Community Research and Development Information Service - CORDIS

Using Apache Storm for Trend Detection in the Social Media

Contributed by: ATC SA

The DICE project has made a significant contribution on Apache storm topologies for supporting and enhancing trend detection in social media.
Using Apache Storm for Trend Detection in the Social Media
As it is widely known, especially in the media industry, messages posted on social media contain valuable information related to events and trends in the real world. Various industries and brands that analyze social media are gaining valuable insights and information which they use in a number of operations.

For example in the news industry, trend detection is useful for:
(i) identifying emerging news based on the popularity of a certain topic and;
(ii) defining areas of great public interest that should be closely monitored as even a small development affects many people and leads to emerging news.

As another example, in the financial sector, trends may have both short-term and long-term consequences, affecting the daily price of stock to a country’s macroeconomic indicator.
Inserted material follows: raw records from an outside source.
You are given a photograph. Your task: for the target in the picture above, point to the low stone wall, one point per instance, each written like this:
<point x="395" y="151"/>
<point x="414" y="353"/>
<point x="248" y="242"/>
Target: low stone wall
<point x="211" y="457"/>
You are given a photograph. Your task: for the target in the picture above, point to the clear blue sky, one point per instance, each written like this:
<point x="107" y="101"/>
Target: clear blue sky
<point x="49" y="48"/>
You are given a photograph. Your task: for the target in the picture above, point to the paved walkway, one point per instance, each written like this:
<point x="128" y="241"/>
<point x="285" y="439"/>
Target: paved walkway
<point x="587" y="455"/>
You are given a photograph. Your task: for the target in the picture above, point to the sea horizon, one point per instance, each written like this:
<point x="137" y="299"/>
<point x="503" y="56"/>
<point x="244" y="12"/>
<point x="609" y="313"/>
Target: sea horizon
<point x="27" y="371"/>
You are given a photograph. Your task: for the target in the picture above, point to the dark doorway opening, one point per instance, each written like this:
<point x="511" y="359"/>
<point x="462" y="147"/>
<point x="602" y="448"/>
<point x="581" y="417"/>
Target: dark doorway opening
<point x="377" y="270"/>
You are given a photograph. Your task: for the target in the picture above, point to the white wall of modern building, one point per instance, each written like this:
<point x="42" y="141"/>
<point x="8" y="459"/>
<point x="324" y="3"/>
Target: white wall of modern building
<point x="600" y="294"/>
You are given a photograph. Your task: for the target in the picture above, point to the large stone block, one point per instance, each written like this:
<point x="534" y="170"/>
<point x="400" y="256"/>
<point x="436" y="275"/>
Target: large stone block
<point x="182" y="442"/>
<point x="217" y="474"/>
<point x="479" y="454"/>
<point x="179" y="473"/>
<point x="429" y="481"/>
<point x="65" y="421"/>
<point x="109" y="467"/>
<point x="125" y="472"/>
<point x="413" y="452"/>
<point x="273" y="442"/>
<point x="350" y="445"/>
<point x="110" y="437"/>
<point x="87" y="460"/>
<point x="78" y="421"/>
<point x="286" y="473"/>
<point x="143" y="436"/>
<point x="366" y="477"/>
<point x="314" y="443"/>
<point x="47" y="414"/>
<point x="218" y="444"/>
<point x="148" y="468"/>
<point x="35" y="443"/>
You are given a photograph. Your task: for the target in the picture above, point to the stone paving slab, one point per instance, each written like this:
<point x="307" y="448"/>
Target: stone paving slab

As an example, a trend demanding military action in the Middle East as a result of a terrorist attack may affect oil prices and subsequently decrease car sales.

To this end, and taking into account the large scale of that type of content, it is essential to develop methods for efficient trend detection in real-time.

For example, in recent years the pace of decision-making in breaking-news journalism has significantly increased. This is due to the multiplication of digital sources and incoming data streams, digital production processes, automation, real-time publishing and largely mobile news audiences.

There are different possible inputs to the topology: Candidate spouts include the Twitter streaming API and queues that inject messages into the topology (Redis, Apache Kafka). The first processing bolt is responsible for the extraction of entities and keywords from the incoming messages.

Trivial keywords (e.g. stop-words) are discarded while the rest of them are forwarded to the next bolt. The Timeline Generation bolt aggregates tuples of keywords –timestamps and creates a set of statistics for each keyword. In other words, this bolt calculates a background model of expected frequencies based on historical data. Tuples associated with the same keywords are aggregated in the same worker of the Timeline Generation bolt in a similar fashion as in map-reduce.

The resulting baseline model is forwarded to the next bolt each time there is an update. Then, the Bursty Keywords Detection bolt compares current frequencies to the baseline model and detects keywords, for which their difference is extraordinary.

Finally, the detected bursty keywords are clustered together in the final bolt of the topology based on keywords co-occurrences. The extracted trends are stored in a database.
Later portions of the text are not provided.